Good morning. Here's my take on some of the stories driving the debate in politics, finance and social issues across Asia today:

Pollution crowdsourcing, Alibaba-style.

Chinese billionaire Jack Ma plans to clean up. I'm not referring just to Alibaba's initial public offering, which could top $18 billion, but China's lakes and rivers, too. Ma's asking the 500 million-plus users of his e-commerce business to help map out China's most toxic sources of water. It's not just about altruism: Alibaba is selling water-testing kits so volunteers can measure pollutants and then upload the data on their smartphones. But this is an exciting and rather unpredictable scientific development -- one that might have Communist Party officials looking over their shoulders. I for one am hoping Ma's crowdsourcing revolution takes off.

Abe meets with moneyman Kuroda.

When investors ponder Shinzo Abe's meeting with Haruhiko Kuroda today, thoughts of monetary policy, inflation and bond yields probably came to mind. Me? All I could think about was poker. Japanese Prime Minister Abe has kept his timeline for implementing the structural reforms he's pledged very close to the vest. Nor is Bank of Japan Governor Kuroda keen to show his cards right now. If Kuroda makes it clear he will go further this year to increase liquidity, Abe might feel less urgency to do his part to enliven growth and end deflation. The question for the BOJ is whether Abe is bluffing or really does plan to play his hand. The stakes are rising as we speak.

Centrals banks are an addiction all their own.

All the hand-wringing over Federal Reserve tapering ignores how difficult it will be to move interest rates away from zero. If Japan taught us anything it's that central banks that begin quantitative-easing programs have a very hard time weaning liquidity-addicted political systems off them. Ultralow rates make monetary junkies of us all. In this Time magazine piece, Michael Schuman explores the extent to which governments from Tokyo to Washington have abdicated responsibilities to a bunch of unelected economists and the risks inherent to this arrangement. "We’ve come to rely so much on our central bankers," Schuman writes, "because politicians and corporate leaders are failing to fix what really is holding us back."

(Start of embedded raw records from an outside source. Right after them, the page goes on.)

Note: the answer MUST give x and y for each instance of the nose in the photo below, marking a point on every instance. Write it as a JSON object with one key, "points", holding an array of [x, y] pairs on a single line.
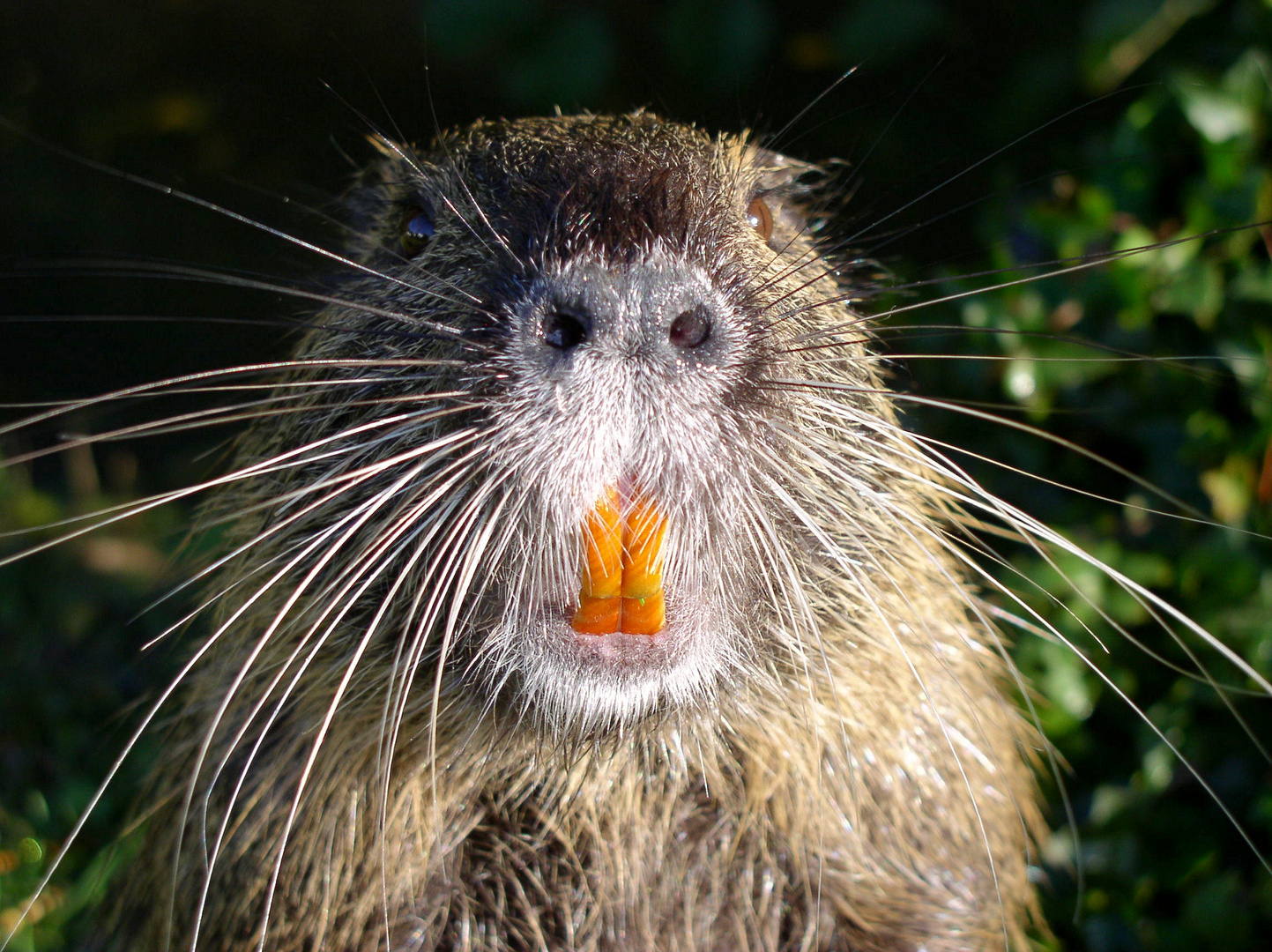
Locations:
{"points": [[660, 311]]}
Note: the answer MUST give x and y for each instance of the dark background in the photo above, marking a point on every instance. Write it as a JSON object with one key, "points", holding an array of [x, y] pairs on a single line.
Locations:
{"points": [[982, 135]]}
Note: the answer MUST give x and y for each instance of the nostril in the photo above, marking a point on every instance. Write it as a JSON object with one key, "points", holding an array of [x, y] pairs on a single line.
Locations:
{"points": [[565, 330], [691, 329]]}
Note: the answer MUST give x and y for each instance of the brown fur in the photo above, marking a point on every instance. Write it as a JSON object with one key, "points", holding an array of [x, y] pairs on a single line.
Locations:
{"points": [[858, 780]]}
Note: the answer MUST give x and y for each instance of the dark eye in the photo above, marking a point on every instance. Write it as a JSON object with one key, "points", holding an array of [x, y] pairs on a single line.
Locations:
{"points": [[691, 327], [760, 218], [418, 229], [563, 330]]}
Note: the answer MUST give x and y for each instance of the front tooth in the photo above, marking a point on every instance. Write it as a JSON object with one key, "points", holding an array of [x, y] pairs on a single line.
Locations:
{"points": [[622, 570]]}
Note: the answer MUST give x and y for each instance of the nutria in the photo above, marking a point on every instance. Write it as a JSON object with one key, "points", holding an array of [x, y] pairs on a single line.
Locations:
{"points": [[582, 592]]}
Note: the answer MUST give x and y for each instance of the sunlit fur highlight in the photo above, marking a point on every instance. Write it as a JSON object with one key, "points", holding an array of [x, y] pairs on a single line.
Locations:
{"points": [[374, 747]]}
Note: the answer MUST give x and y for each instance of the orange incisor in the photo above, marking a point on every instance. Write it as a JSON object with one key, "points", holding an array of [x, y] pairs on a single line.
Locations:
{"points": [[622, 569]]}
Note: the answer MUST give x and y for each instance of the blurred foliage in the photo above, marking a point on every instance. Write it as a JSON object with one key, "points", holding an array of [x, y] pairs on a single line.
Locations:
{"points": [[1157, 361]]}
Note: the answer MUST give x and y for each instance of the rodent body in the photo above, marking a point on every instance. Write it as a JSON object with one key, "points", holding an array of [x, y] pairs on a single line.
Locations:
{"points": [[393, 739]]}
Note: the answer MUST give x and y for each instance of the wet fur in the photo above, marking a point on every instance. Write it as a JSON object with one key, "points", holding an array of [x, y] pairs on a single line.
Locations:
{"points": [[367, 753]]}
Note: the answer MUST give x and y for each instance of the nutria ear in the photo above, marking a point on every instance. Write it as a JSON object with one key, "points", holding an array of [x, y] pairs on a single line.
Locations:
{"points": [[383, 191], [792, 191]]}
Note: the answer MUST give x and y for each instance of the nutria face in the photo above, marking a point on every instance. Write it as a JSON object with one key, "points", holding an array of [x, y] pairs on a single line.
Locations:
{"points": [[620, 297]]}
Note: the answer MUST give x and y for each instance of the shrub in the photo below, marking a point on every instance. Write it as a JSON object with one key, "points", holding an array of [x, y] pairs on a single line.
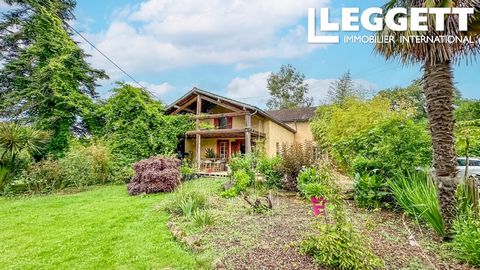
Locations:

Jakarta, the city of the future.

Uncertainty is in the air as Indonesians prepare to vote for a new leader in July. Whither Southeast Asia's biggest economy? Will its hard-won political stability survive? Can President Susilo Bambang Yudhoyono's successor eradicate corruption? Amid so many big questions, one thing is clear from the latest A. T. Kearney rankings of emerging cities: Jakarta is going places. The Indonesian capital topped the top-20 list, with Manila coming in second, New Delhi fifth and Mumbai eighth. Indonesia's young workforce and bevy of natural resources may continue to attract foreign companies, jobs and, with the help of forward-looking government policies, even raise living standards.

Happy birthday, Kim Il Sung.

OK, so it probably wasn't the most joyous of occasions as the Hermit Kingdom's top officials celebrated what would've been the 102nd birthday of founder Kim Il Sung. The master of ceremonies was, of course, his grandson Kim Jong Un, who, according to the official KCNA news agency, paid homage in the "humblest reverence for him." Kim also implored his nation's 24 million people to reaffirm their loyalty to the ruling Kim dynasty. Well, at least Kim didn't fire any missiles or purge any uncles to mark the occasion. There's always next year.